To load a trained model, call the `bolt.Network.load()` static method.

In [4]:
# TODO(Geordie): Add download scripts and change to relative path
test_data = dataset.load_bolt_svm_dataset(
    filename="../sa_demo/text_data/yelp_review_full_2class_test.svm", 
    batch_size=256)

yelp_sentiment_analysis_network = bolt.Network.load(filename="yelp_sentiment_analysis_cp")

res = yelp_sentiment_analysis_network.predict(
    test_data=test_data, 
    metrics=["categorical_accuracy"], 
    verbose=True)

NameError: name 'dataset' is not defined

We also trained an even larger 2 billion parameter model on a larger text corpus to build an interactive sentiment analysis demo. We first load the trained model.

In [5]:
# TODO(Geordie): Add download scripts and change to relative path
sentiment_analysis_network = bolt.Network.load(filename="interactive_demo_cp")

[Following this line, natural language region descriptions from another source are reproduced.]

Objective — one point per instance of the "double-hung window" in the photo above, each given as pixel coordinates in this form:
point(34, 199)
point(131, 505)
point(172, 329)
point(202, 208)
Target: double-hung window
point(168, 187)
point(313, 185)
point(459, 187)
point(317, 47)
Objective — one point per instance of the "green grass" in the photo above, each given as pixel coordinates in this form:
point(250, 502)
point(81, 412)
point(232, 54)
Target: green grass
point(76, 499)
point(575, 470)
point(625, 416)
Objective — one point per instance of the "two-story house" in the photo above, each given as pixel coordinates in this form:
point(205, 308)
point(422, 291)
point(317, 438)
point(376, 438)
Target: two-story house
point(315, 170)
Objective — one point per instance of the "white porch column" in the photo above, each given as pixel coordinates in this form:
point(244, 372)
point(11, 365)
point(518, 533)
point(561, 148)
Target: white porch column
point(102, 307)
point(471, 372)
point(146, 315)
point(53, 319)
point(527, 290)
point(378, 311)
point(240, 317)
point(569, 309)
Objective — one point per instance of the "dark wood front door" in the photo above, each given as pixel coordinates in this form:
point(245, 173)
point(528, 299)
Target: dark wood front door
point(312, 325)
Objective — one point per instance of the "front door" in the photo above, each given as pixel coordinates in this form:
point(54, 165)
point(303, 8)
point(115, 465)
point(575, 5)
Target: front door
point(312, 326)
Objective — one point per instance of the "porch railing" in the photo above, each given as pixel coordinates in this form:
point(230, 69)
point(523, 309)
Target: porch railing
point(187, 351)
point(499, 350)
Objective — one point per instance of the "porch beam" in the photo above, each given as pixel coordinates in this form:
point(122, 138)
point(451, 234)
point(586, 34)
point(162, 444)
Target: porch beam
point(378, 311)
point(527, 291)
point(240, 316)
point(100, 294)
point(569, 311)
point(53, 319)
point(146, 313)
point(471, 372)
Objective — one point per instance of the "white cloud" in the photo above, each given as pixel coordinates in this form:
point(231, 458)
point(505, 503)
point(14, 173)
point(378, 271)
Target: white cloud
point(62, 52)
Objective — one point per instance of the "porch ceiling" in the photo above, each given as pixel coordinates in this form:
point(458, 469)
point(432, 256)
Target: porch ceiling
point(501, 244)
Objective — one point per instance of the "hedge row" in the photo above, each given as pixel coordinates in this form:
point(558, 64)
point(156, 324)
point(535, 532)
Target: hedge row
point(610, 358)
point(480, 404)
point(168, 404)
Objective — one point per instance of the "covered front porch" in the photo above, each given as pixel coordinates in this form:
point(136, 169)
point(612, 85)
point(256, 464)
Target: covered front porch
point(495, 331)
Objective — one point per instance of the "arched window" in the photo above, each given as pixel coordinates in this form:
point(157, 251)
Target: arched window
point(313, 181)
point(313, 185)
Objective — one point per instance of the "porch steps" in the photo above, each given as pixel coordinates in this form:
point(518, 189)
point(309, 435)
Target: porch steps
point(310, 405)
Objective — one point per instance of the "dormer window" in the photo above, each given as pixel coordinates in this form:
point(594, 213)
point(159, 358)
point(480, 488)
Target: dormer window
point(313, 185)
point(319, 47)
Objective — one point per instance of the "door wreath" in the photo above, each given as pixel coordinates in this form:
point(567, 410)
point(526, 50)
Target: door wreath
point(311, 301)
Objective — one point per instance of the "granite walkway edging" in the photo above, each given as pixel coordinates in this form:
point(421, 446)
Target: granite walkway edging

Let's load the demo to get a feel of what this network can do!

In [6]:
import interactive_sentiment_analysis
interactive_sentiment_analysis.demo(sentiment_analysis_network, verbose=False)
# TODO(Geordie): Make the accuracy disappear when doing interactive demo 

Processed 1 test batches in 18 milliseconds
Accuracy: 0 (0/1)
positive!
Processed 1 test batches in 6 milliseconds
Accuracy: 0 (0/1)
negative!
Processed 1 test batches in 9 milliseconds
Accuracy: 0 (0/1)
negative!
Processed 1 test batches in 9 milliseconds
Accuracy: 0 (0/1)
positive!
Exiting demo...


### Let's talk speed.
Now that we've seen how fast inference is on BOLT, let's compare it with RoBERTa by running the following cell.

In [None]:
import time
from transformers import pipeline
sentiment_analysis = pipeline("sentiment-analysis",model="siebert/sentiment-roberta-large-english")
t1 = time.time()
out = sentiment_analysis("I love chocolate.")
t2 = time.time()
print(out, flush=True)
print('time elapsed: ',str(t2-t1),'s', flush=True)